RDBMS stands for Relational Database Management System. RDBMS store the data into the collection of tables, which is related by common fields between the columns of the table. It also provides relational operators to manipulate the data stored into the tables.

3. What is SQL?

SQL stands for the Structured Query Language. SQL is a standard query language used for maintaining the relational database and perform many different operations of data manipulation on the data. SQL initially was invented in 1970. It is a database language used for database creation, deletion, fetching rows and modifying rows, etc. sometimes it is pronounced as ‘sequel.’

4. What are the usages of SQL?

  • SQL is responsible for maintaining the relational data and the data structures present in the database.
  • To execute queries against a database
  • To retrieve data from a database
  • To inserts records in a database
  • To updates records in a database
  • To delete records from a database
  • To create new databases
  • To create new tables in a database
  • To create views in a database
  • To perform complex operations on the database.

5. Does SQL support programming?

SQL refers to the Standard Query Language, which is not actually the programming language. SQL doesn’t have a loop, Conditional statement, logical operations, it can not be used for anything other than data manipulation. It is used like commanding (Query) language to access databases. The primary purpose of SQL is to retrieve, manipulate, update and perform complex operations like joins on the data present in the database.

6. What do you mean by table and field in SQL?

A table refers to a collection of data in an organised manner in form of rows and columns. A field refers to the number of columns in a table.

For example:

Table:StudentInformation
Field: Stu Id, Stu Name, Stu Marks

7. What are joins in SQL?

A JOIN clause is used to combine rows from two or more tables, based on a related column between them. It is used to merge two tables or retrieve data from there. There are 4 types of joins, as you can refer to below:

Inner join: Inner Join in SQL is the most common type of join.

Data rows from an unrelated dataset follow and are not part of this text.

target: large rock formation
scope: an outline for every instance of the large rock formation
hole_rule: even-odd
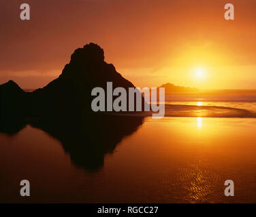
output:
[[[31,117],[89,113],[95,97],[91,96],[92,89],[101,87],[106,93],[108,81],[113,83],[113,89],[134,87],[113,64],[104,61],[103,49],[91,43],[76,50],[61,75],[44,88],[29,93],[12,81],[0,85],[1,115]]]

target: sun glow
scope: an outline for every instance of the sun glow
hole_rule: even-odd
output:
[[[195,70],[195,77],[197,79],[202,79],[205,75],[205,71],[202,68],[197,68]]]

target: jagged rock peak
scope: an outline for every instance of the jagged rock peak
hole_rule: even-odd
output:
[[[99,62],[104,61],[104,50],[97,44],[90,43],[76,49],[71,56],[70,63]]]

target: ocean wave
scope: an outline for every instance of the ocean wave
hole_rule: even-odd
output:
[[[256,113],[246,109],[232,107],[165,104],[165,117],[255,118]]]

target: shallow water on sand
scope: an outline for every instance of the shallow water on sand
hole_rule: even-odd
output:
[[[0,201],[255,203],[255,132],[256,119],[147,117],[89,170],[73,163],[63,141],[27,125],[0,134]],[[23,179],[27,198],[19,195]],[[224,195],[226,180],[234,197]]]

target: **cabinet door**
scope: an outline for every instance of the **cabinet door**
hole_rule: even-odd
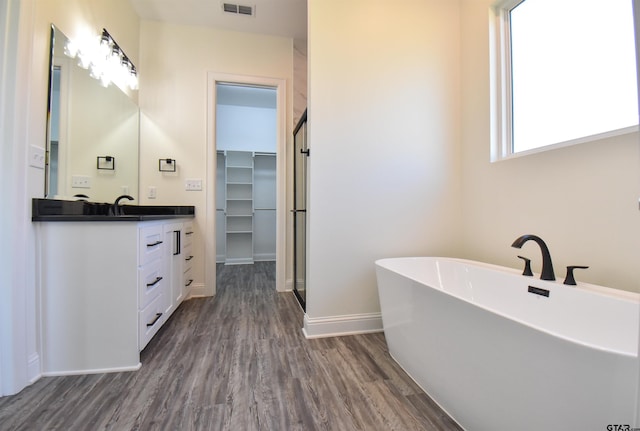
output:
[[[164,225],[165,268],[167,271],[167,314],[173,313],[184,299],[182,286],[182,223]]]

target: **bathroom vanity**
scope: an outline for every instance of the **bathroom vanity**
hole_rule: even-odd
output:
[[[140,368],[193,282],[193,207],[124,205],[108,216],[91,205],[71,206],[98,214],[38,211],[34,200],[45,375]]]

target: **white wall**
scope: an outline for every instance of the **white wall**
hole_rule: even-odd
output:
[[[308,11],[307,315],[375,314],[376,259],[460,249],[459,6]]]
[[[216,106],[218,150],[276,152],[276,109],[253,106]]]
[[[7,126],[2,127],[1,183],[3,201],[12,208],[4,212],[1,226],[2,238],[15,247],[3,251],[0,259],[6,265],[0,271],[4,307],[0,395],[4,395],[19,391],[40,374],[36,224],[31,223],[30,208],[32,197],[44,195],[44,171],[28,166],[27,150],[30,145],[45,146],[51,23],[70,37],[108,28],[135,62],[138,18],[127,0],[10,0],[0,11],[6,23],[1,61],[3,68],[7,66],[7,75],[0,79],[4,96],[0,117]],[[7,47],[11,49],[5,51]],[[5,92],[4,86],[10,91]]]
[[[286,133],[291,136],[293,41],[207,27],[143,21],[140,29],[140,200],[152,205],[194,205],[194,286],[205,288],[207,178],[207,73],[286,80]],[[159,158],[177,160],[177,172],[158,172]],[[213,164],[215,166],[215,164]],[[215,177],[215,173],[213,175]],[[186,178],[203,180],[202,191],[185,192]],[[149,186],[157,199],[147,198]],[[213,217],[213,215],[212,215]],[[211,256],[215,258],[215,256]],[[206,286],[209,289],[212,286]]]
[[[588,265],[578,280],[639,292],[637,133],[489,162],[492,3],[462,2],[463,255],[517,268],[524,254],[539,271],[535,244],[510,247],[533,233],[547,242],[558,279],[567,265]]]

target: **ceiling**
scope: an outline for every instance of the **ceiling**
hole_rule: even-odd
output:
[[[141,19],[307,39],[307,0],[130,0]],[[253,16],[223,11],[250,6]]]

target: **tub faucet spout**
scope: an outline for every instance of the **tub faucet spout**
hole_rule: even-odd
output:
[[[549,248],[547,244],[544,243],[542,238],[535,235],[522,235],[517,238],[511,244],[511,247],[514,248],[522,248],[525,242],[532,240],[535,241],[542,251],[542,274],[540,274],[540,280],[555,280],[556,276],[553,273],[553,263],[551,262],[551,254],[549,253]]]

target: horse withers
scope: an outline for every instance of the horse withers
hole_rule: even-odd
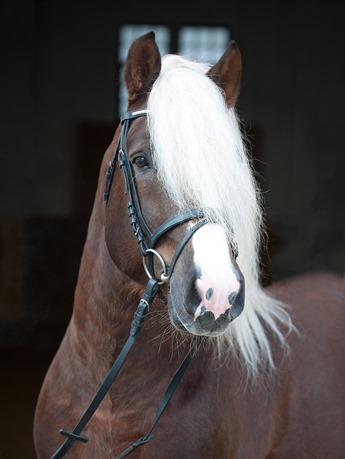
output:
[[[37,457],[343,458],[343,279],[260,285],[236,43],[209,66],[161,58],[151,32],[124,78]]]

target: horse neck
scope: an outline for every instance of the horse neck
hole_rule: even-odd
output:
[[[115,349],[128,338],[145,287],[120,271],[111,259],[104,235],[102,197],[96,197],[81,258],[68,332],[73,345],[82,348],[91,339],[92,346],[99,352],[114,355]],[[166,308],[165,305],[158,307]],[[149,334],[156,338],[160,333],[159,321],[155,321],[155,325],[149,327],[149,331],[142,331],[141,335],[149,340]]]

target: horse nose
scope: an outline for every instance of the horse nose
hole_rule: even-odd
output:
[[[212,281],[208,276],[198,277],[186,305],[194,320],[206,328],[215,322],[231,322],[242,312],[243,307],[244,277],[235,269],[233,276],[226,280]]]

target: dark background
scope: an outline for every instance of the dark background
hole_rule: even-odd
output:
[[[118,27],[226,25],[271,235],[265,282],[344,269],[342,2],[3,1],[0,459],[34,458],[32,417],[71,314],[103,153],[118,123]],[[194,5],[194,6],[193,6]]]

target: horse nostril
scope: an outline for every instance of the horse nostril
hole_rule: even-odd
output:
[[[200,301],[201,301],[201,297],[198,293],[197,288],[195,287],[195,285],[191,286],[186,296],[186,310],[192,317],[194,317],[195,311],[197,307],[200,305]],[[205,312],[206,307],[203,306],[203,308]]]
[[[236,300],[238,292],[231,292],[230,295],[228,296],[228,301],[230,306],[233,304],[233,302]]]

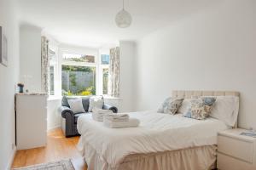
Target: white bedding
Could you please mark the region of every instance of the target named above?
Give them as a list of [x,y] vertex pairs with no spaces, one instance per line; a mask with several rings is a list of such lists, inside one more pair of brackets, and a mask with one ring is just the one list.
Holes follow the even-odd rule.
[[229,128],[214,118],[195,120],[156,110],[128,114],[140,120],[139,127],[108,128],[92,120],[90,114],[79,116],[78,130],[82,136],[79,149],[83,150],[85,144],[90,144],[100,159],[117,167],[131,154],[216,144],[217,133]]

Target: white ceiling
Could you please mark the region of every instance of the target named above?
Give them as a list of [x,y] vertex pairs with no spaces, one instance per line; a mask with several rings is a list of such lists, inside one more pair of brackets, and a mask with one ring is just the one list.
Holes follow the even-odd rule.
[[122,29],[114,23],[122,0],[17,0],[21,21],[42,27],[61,42],[91,48],[115,43],[119,40],[137,40],[217,2],[125,1],[133,20],[131,27]]

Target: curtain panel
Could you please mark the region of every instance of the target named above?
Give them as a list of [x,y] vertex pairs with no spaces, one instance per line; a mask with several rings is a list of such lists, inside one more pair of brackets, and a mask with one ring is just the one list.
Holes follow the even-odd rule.
[[41,79],[42,92],[48,94],[49,62],[49,41],[45,37],[41,37]]
[[119,48],[110,49],[108,94],[119,97]]

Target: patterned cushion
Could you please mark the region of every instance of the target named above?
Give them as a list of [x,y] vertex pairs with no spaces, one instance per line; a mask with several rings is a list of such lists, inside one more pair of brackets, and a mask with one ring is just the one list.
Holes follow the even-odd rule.
[[169,113],[174,115],[181,106],[183,99],[167,98],[159,108],[159,113]]
[[216,98],[201,97],[200,99],[192,99],[188,110],[183,115],[185,117],[202,120],[209,116]]

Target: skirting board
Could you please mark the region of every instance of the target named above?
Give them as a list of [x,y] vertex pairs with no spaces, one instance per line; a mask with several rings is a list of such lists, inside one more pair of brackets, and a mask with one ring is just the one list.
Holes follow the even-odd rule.
[[9,159],[6,170],[10,170],[11,169],[12,164],[13,164],[13,162],[15,160],[15,154],[16,154],[16,150],[17,150],[17,148],[16,148],[16,146],[15,146],[15,148],[13,150],[13,153],[12,153],[11,156]]

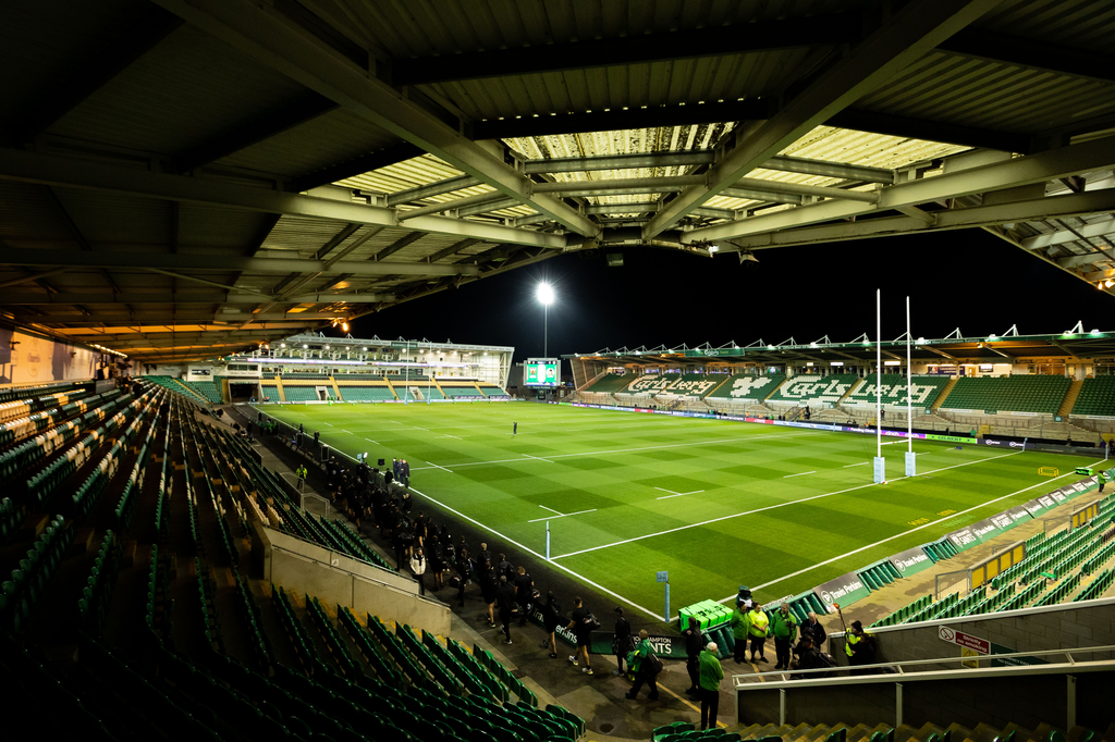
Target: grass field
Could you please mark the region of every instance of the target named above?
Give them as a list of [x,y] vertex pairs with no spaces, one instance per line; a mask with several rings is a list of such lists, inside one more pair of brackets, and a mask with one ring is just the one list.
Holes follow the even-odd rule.
[[[355,456],[410,462],[411,489],[650,616],[809,589],[1070,481],[1077,457],[535,403],[268,406]],[[512,436],[512,423],[518,435]],[[1039,476],[1058,467],[1056,480]],[[514,547],[512,547],[514,548]],[[512,562],[515,556],[508,554]]]

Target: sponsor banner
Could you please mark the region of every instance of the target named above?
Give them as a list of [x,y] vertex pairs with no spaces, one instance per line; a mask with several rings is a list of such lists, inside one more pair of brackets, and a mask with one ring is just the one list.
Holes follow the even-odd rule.
[[1018,440],[991,440],[990,438],[985,438],[981,442],[985,446],[998,446],[999,448],[1026,448],[1026,443]]
[[979,443],[979,438],[968,438],[967,436],[938,436],[928,433],[925,440],[943,440],[947,443]]
[[972,531],[971,526],[966,526],[959,530],[954,530],[944,537],[958,551],[963,551],[964,549],[970,549],[973,546],[979,546],[980,539]]
[[898,569],[903,577],[912,577],[922,569],[928,569],[933,566],[933,560],[929,558],[929,555],[925,554],[925,550],[920,546],[906,549],[905,551],[900,551],[894,556],[888,557],[888,560],[894,565],[894,568]]
[[821,598],[826,612],[835,613],[834,605],[838,604],[843,608],[856,601],[862,601],[871,595],[871,589],[863,583],[860,575],[850,572],[824,585],[817,585],[813,588],[813,593]]

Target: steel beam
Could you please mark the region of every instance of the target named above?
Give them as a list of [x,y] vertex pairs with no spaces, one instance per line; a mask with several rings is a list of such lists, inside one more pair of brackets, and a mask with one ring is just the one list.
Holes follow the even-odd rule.
[[1106,219],[1090,224],[1083,224],[1076,227],[1076,233],[1070,230],[1058,230],[1049,234],[1026,237],[1021,241],[1020,246],[1024,250],[1041,250],[1051,247],[1053,245],[1063,245],[1066,242],[1076,242],[1079,240],[1080,237],[1077,236],[1077,233],[1085,237],[1106,237],[1107,235],[1115,234],[1115,216],[1108,216]]
[[[225,180],[169,175],[55,155],[39,155],[19,149],[0,148],[0,179],[114,191],[169,201],[231,206],[269,214],[310,216],[385,227],[398,226],[395,211],[390,208],[282,193],[269,188],[254,188]],[[439,216],[410,219],[407,228],[475,237],[488,242],[559,250],[565,246],[565,237],[562,235]]]
[[708,185],[694,186],[644,227],[650,240],[759,167],[787,145],[870,92],[934,46],[997,6],[999,0],[912,0],[895,10],[862,43],[818,75],[762,125],[743,130],[741,141],[709,169]]
[[611,39],[397,59],[391,66],[391,82],[428,85],[774,51],[814,45],[840,45],[846,43],[859,28],[859,18],[853,14],[812,16]]
[[[733,237],[730,242],[720,242],[720,252],[788,247],[792,245],[816,245],[831,242],[866,240],[870,237],[888,237],[899,234],[967,230],[995,224],[1088,214],[1106,208],[1115,208],[1115,191],[1089,191],[1083,194],[1049,196],[1034,201],[996,204],[993,206],[975,206],[971,208],[932,212],[934,217],[932,225],[913,216],[886,216],[855,222],[842,221],[833,224],[785,228]],[[694,230],[687,233],[682,241],[688,242],[689,235],[701,232],[705,232],[705,230]],[[709,242],[714,241],[709,240]]]
[[[748,234],[777,232],[821,222],[878,214],[901,206],[917,206],[976,193],[1044,183],[1078,173],[1111,167],[1115,167],[1115,137],[1105,137],[1029,157],[1016,157],[991,165],[893,185],[879,192],[879,203],[875,205],[826,201],[777,214],[754,216],[729,224],[694,230],[686,233],[683,241],[716,242]],[[1089,191],[1087,193],[1102,192]]]
[[291,257],[239,257],[235,255],[183,255],[171,253],[87,253],[77,250],[0,247],[0,263],[8,265],[66,265],[112,269],[161,269],[169,271],[240,271],[242,273],[351,273],[352,275],[474,275],[467,267],[376,261],[323,261]]
[[154,1],[381,129],[421,147],[504,195],[550,214],[565,227],[589,237],[600,231],[591,219],[561,201],[537,194],[532,196],[531,182],[522,173],[469,141],[395,88],[322,48],[314,39],[292,28],[271,7],[252,0]]

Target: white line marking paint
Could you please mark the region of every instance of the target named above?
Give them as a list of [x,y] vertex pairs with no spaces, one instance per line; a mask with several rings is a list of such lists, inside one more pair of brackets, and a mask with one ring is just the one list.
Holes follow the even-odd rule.
[[[925,471],[923,473],[935,473],[938,471],[944,471],[946,469],[956,469],[956,468],[959,468],[959,467],[967,467],[967,466],[970,466],[972,463],[983,463],[985,461],[993,461],[995,459],[1001,459],[1001,458],[1005,458],[1005,457],[1008,457],[1008,456],[1018,456],[1021,452],[1022,451],[1015,451],[1014,453],[1001,453],[999,456],[990,456],[990,457],[988,457],[986,459],[978,459],[976,461],[966,461],[964,463],[957,463],[957,465],[953,465],[951,467],[944,467],[942,469],[934,469],[932,471]],[[895,482],[895,481],[901,481],[903,479],[906,479],[906,477],[898,477],[898,478],[892,479],[890,481]],[[836,490],[835,492],[824,492],[822,495],[812,495],[809,497],[803,497],[803,498],[797,499],[797,500],[787,500],[785,502],[776,502],[775,505],[767,505],[766,507],[755,508],[754,510],[746,510],[744,512],[736,512],[736,514],[730,515],[730,516],[720,516],[719,518],[711,518],[709,520],[702,520],[700,523],[689,524],[688,526],[678,526],[677,528],[668,528],[667,530],[660,530],[657,534],[647,534],[644,536],[636,536],[634,538],[626,538],[626,539],[623,539],[621,541],[613,541],[611,544],[604,544],[602,546],[593,546],[591,548],[580,549],[579,551],[570,551],[569,554],[561,554],[559,556],[553,557],[553,559],[564,559],[565,557],[576,556],[578,554],[588,554],[589,551],[599,551],[600,549],[607,549],[607,548],[610,548],[612,546],[622,546],[623,544],[631,544],[632,541],[641,541],[641,540],[647,539],[647,538],[655,538],[657,536],[665,536],[666,534],[673,534],[673,533],[677,533],[679,530],[688,530],[689,528],[697,528],[699,526],[708,526],[709,524],[719,523],[720,520],[730,520],[733,518],[739,518],[739,517],[743,517],[745,515],[755,515],[756,512],[763,512],[764,510],[775,510],[777,508],[784,508],[784,507],[786,507],[788,505],[797,505],[799,502],[808,502],[809,500],[820,500],[820,499],[822,499],[824,497],[832,497],[833,495],[843,495],[844,492],[854,492],[857,489],[864,489],[866,487],[878,487],[878,485],[875,485],[874,482],[870,482],[870,484],[866,484],[866,485],[860,485],[857,487],[849,487],[847,489]]]
[[[495,534],[496,536],[498,536],[500,538],[504,539],[504,540],[505,540],[505,541],[507,541],[508,544],[513,544],[514,546],[517,546],[518,548],[523,549],[523,551],[526,551],[527,554],[532,554],[532,555],[534,555],[535,557],[537,557],[539,559],[542,559],[543,562],[545,560],[545,557],[544,557],[543,555],[539,554],[537,551],[535,551],[534,549],[532,549],[532,548],[527,548],[526,546],[523,546],[522,544],[520,544],[520,543],[517,543],[517,541],[515,541],[515,540],[513,540],[513,539],[511,539],[511,538],[507,538],[506,536],[504,536],[504,535],[503,535],[503,534],[501,534],[500,531],[497,531],[497,530],[495,530],[495,529],[493,529],[493,528],[489,528],[488,526],[486,526],[486,525],[482,524],[482,523],[481,523],[481,521],[478,521],[478,520],[474,520],[473,518],[469,518],[469,517],[468,517],[468,516],[466,516],[466,515],[465,515],[464,512],[460,512],[460,511],[458,511],[458,510],[455,510],[455,509],[450,508],[450,507],[449,507],[448,505],[445,505],[444,502],[439,502],[438,500],[435,500],[435,499],[434,499],[433,497],[430,497],[429,495],[424,495],[423,492],[419,492],[419,491],[418,491],[417,489],[415,489],[415,488],[413,488],[413,487],[410,488],[410,491],[415,492],[415,494],[416,494],[416,495],[418,495],[419,497],[425,497],[425,498],[426,498],[427,500],[429,500],[429,501],[430,501],[430,502],[433,502],[434,505],[437,505],[438,507],[442,507],[442,508],[445,508],[446,510],[448,510],[448,511],[449,511],[449,512],[452,512],[453,515],[455,515],[455,516],[457,516],[457,517],[459,517],[459,518],[464,518],[464,519],[465,519],[465,520],[467,520],[468,523],[471,523],[471,524],[473,524],[473,525],[475,525],[475,526],[478,526],[478,527],[481,527],[481,528],[485,529],[486,531],[488,531],[488,533],[491,533],[491,534]],[[584,583],[585,585],[590,585],[590,586],[592,586],[592,587],[595,587],[595,588],[597,588],[598,590],[600,590],[601,593],[607,593],[608,595],[611,595],[611,596],[612,596],[613,598],[615,598],[617,601],[620,601],[621,603],[626,603],[626,604],[628,604],[629,606],[631,606],[632,608],[638,608],[639,611],[642,611],[642,612],[643,612],[644,614],[647,614],[647,615],[648,615],[648,616],[650,616],[651,618],[655,618],[655,619],[658,619],[658,618],[660,617],[660,614],[658,614],[657,612],[655,612],[655,611],[650,611],[649,608],[644,608],[644,607],[642,607],[641,605],[639,605],[638,603],[633,603],[633,602],[629,601],[628,598],[623,597],[623,596],[622,596],[622,595],[620,595],[619,593],[613,593],[612,590],[608,589],[608,588],[607,588],[607,587],[604,587],[603,585],[598,585],[597,583],[592,582],[591,579],[588,579],[588,578],[585,578],[585,577],[582,577],[581,575],[576,574],[575,572],[573,572],[573,570],[572,570],[572,569],[570,569],[569,567],[565,567],[564,565],[560,565],[560,564],[554,564],[553,562],[551,562],[551,564],[553,564],[553,566],[554,566],[554,567],[556,567],[558,569],[561,569],[561,570],[563,570],[563,572],[565,572],[565,573],[569,573],[569,574],[570,574],[570,575],[572,575],[573,577],[576,577],[578,579],[580,579],[581,582],[583,582],[583,583]]]
[[[546,510],[549,509],[550,508],[546,508]],[[595,511],[597,508],[592,508],[591,510],[578,510],[576,512],[563,512],[558,516],[546,516],[545,518],[535,518],[534,520],[527,520],[526,523],[539,523],[540,520],[556,520],[558,518],[568,518],[571,515],[584,515],[585,512],[595,512]]]

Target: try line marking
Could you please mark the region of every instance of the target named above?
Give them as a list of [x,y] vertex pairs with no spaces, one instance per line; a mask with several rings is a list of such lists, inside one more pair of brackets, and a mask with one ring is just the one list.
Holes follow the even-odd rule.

It is used to return all the rows from multiple tables where the join condition is satisfied. 

Left Join:  Left Join in SQL is used to return all the rows from the left table but only the matching rows from the right table where the join condition is fulfilled.

Right Join: Right Join in SQL is used to return all the rows from the right table but only the matching rows from the left table where the join condition is fulfilled.

Full Join: Full join returns all the records when there is a match in any of the tables. Therefore, it returns all the rows from the left-hand side table and all the rows from the right-hand side table.

8. What is a Database?

Database is nothing but an organized form of data for easy access, storing, retrieval and managing of data. This is also known as structured form of data which can be accessed in many ways.

Example: School Management Database, Bank Management Database.

9. What is a primary key?

A primary key is a combination of fields which uniquely specify a row. This is a special kind of unique key, and it has implicit NOT NULL constraint. It means, Primary key values cannot be NULL.

10. What is a unique key?

A Unique key constraint uniquely identified each record in the database. This provides uniqueness for the column or set of columns.

A Primary key constraint has automatic unique constraint defined on it. But not, in the case of Unique Key.

There can be many unique constraint defined per table, but only one Primary key constraint defined per table.

11. What is a foreign key?

A foreign key is one table which can be related to the primary key of another table. Relationship needs to be created between two tables by referencing foreign key with the primary key of another table.

12. What is a Self-Join?

A self JOIN is a case of regular join where a table is joined to itself based on some relation between its own column(s). Self-join uses the INNER JOIN or LEFT JOIN clause and a table alias is used to assign different names to the table within the query.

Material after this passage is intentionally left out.